La GRC veut garder le secret sur sa technologie lors d’un procès

La «police du renseignement criminel» (intelligence-led policing) implique, en partie, de savoir calculer les probabilités qu’un événement arrive et ensuite de permettre d’agir avant que les crimes ne soient commis. L’élément fondamental d’une telle police est donc la collecte d’information. Elle permet d’identifier des zones dangereuses et des délinquants particulièrement actifs. Un des facteurs qui la rend possible est l’apparition de nouvelles technologies qui ont permis d’analyser plus facilement le renseignement.
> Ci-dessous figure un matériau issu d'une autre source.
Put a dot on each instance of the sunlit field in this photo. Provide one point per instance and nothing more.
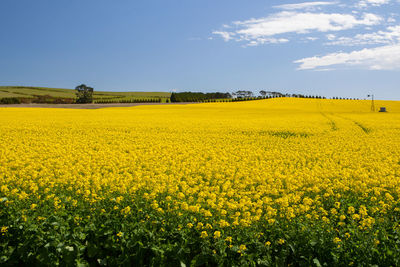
(269, 182)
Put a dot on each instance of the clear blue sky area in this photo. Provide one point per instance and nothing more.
(330, 48)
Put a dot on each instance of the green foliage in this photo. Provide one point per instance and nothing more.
(92, 234)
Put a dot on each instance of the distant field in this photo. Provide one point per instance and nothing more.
(32, 92)
(277, 182)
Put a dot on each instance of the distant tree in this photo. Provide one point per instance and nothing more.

De plus, dans la police du renseignement criminel, on ne se concentre plus uniquement sur les événements, mais surtout sur leurs auteurs. Dernièrement, un événement remet en question l’utilisation de telles technologies et aussi démontre la volonté des différentes agences qui font du renseignement de ne pas dévoiler leurs techniques.

Durant la période entre 2010 et 2012, des détectives de la Gendarmerie royale du Canada (GRC) ont utilisé une nouvelle technologie qui permettrait d’identifier différents appareils mobiles comme les cellulaires, probablement un IMSI catcher de marque Stingray qui sert à intercepter les communications. Cette technologie a été mobilisée lors d’une enquête impliquant plusieurs membres de la mafia qui s’envoyaient des messages cryptés à l’aide de téléphones BlackBerry. À la suite du meurtre d’un homme impliqué dans ce groupe, Salvatore, la GRC a transféré les informations qu’elle avait récoltées à la police locale de Montréal pour éviter que la situation ne dégénère. Cela a mené à l’arrestation de 7 individus.

Suite à ces arrestations, la défense à aussitôt demandé à ce que la GRC dévoile les caractéristiques de sa technologie d’information comprenant entre autres, le fabricant, son usage pratique et si celle-ci respecte les lois du Canada. En novembre dernier, un juge de la Cour Supérieure du Québec a ordonné que la GRC donne des détails sur cette nouvelle technologie lors du procès, car les accusés avaient le droit d’en connaître plus à ce propos. La Couronne a alors fait appel à cette décision, en affirmant que la révélation de telles informations permettraient d’identifier les méthodes de la GRC et qu’elles permettraient de les contourner. La Couronne et la défense doivent participer, le 30 mars 2016, à une audience permettant de décider s’ils doivent dévoiler les détails d’une telle technique de collecte d’information lors du procès des accusés.

La défense croit que la technologie utilisée durant l’enquête permet de collecter les données des cellulaires en agissant comme une tour et en les incitant à lui communiquer des informations. Les IMSI catchers, ou cell-site simulators, sont une technologie controversée déjà utilisée aux États-Unis, souvent sous le nom de «Stingrays». Dans plusieurs États, les différentes polices utilisant cette technologie s’opposent aussi au dévoilement de ces informations. Malgré tout, certaines ont du dévoiler les détails d’une telle utilisation comme le NYPD.

Il est possible de comprendre en quoi cette situation est problématique pour la GRC et les autres services policiers ou de renseignement utilisant cette technologie. En effet, il est dans leur intérêt que cette technique de renseignement reste secrète. Si elle était connue du public, les criminels trouveraient des moyens de se protéger contre elle. Le sujet est tellement sensible que lorsque l’on demande des informations à propos de ces technologies, les différentes polices restent très évasives sur le sujet ou lorsqu’elles sont obligées de répondre à certaines questions, l’information donnée est lourdement censurée. Cette affaire est donc particulièrement importante, puisque cela serait la première fois que la GRC aurait été prise sur le fait et obligée de divulguer des informations sensibles au sujet de cette technologie.

Cela amène donc un questionnement: les avocats de la Couronne ont laissé entendre qu’il existait un privilège policier en matière de technique d’enquête criminelle et qu’il doit être respecté. D’un autre côté, le citoyen a le droit d’accès à l’information, il faut donc se demander s’il est nécessaire de contourner ce droit en invoquant un privilège, lorsque l’on parle d’assurer l’efficacité des techniques policières.

Finalement, il est aussi possible de se demander de la légalité de cette technologie. En effet, celle-ci est assez puissante pour permettre d’espionner une grande partie de la population. Peut-on décider d’espionner à leur insu des milliers de citoyens? Doit-on imposer des balises quant à l’usage que l’on peut faire avec les divers renseignements obtenus? Le fait que cette méthode ait été exposée remet sur le devant de la scène ces questions.